CODEWITHSUNDEEP
haskell
user3749167
user3749167

Reputation: 161

Function that behaves differently depending on which type classes the argument belong to

In Haskell, is there any way to declare function it behaves differently depending on whether the type of a argument is an instance of specific type class? For example, can I define genericShow in the following example?

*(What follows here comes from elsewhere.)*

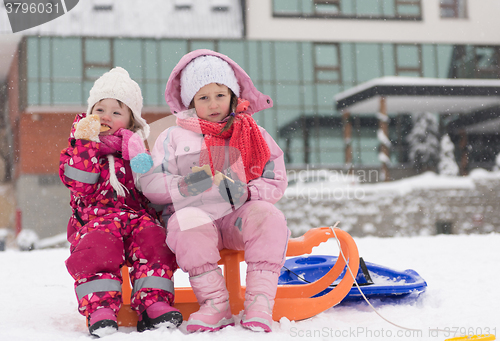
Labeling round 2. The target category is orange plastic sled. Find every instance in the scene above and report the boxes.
[118,227,359,327]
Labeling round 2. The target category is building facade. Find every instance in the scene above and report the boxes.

-- If type `a` is an instance of `Show`.
genericShow :: Show a => a -> String
genericShow = show
-- If type `a` is not an instance of `Show`.
genericShow :: a -> String
genericShow _ = "(Cannot be shown)"

> genericShow 3
"3"
> genericShow const
"(Cannot be shown)"

Upvotes: 1

Views: 234

Answers (1)

AntC
AntC

Reputation: 2806

No.

The closest you can get is to use Overlapping instances, with a catch-all instance for anything not having a more specific Show instance.

instance {-# OVERLAPPABLE #-} Show a  where
  show _ = "(Cannot be shown)"

Overlapping instances come with lots of caveats: see topics like 'orphan instances', 'Incoherent instances'. That's particularly awkward with Prelude classes like Show, because there's likely to be lots of instances hidden away in libraries.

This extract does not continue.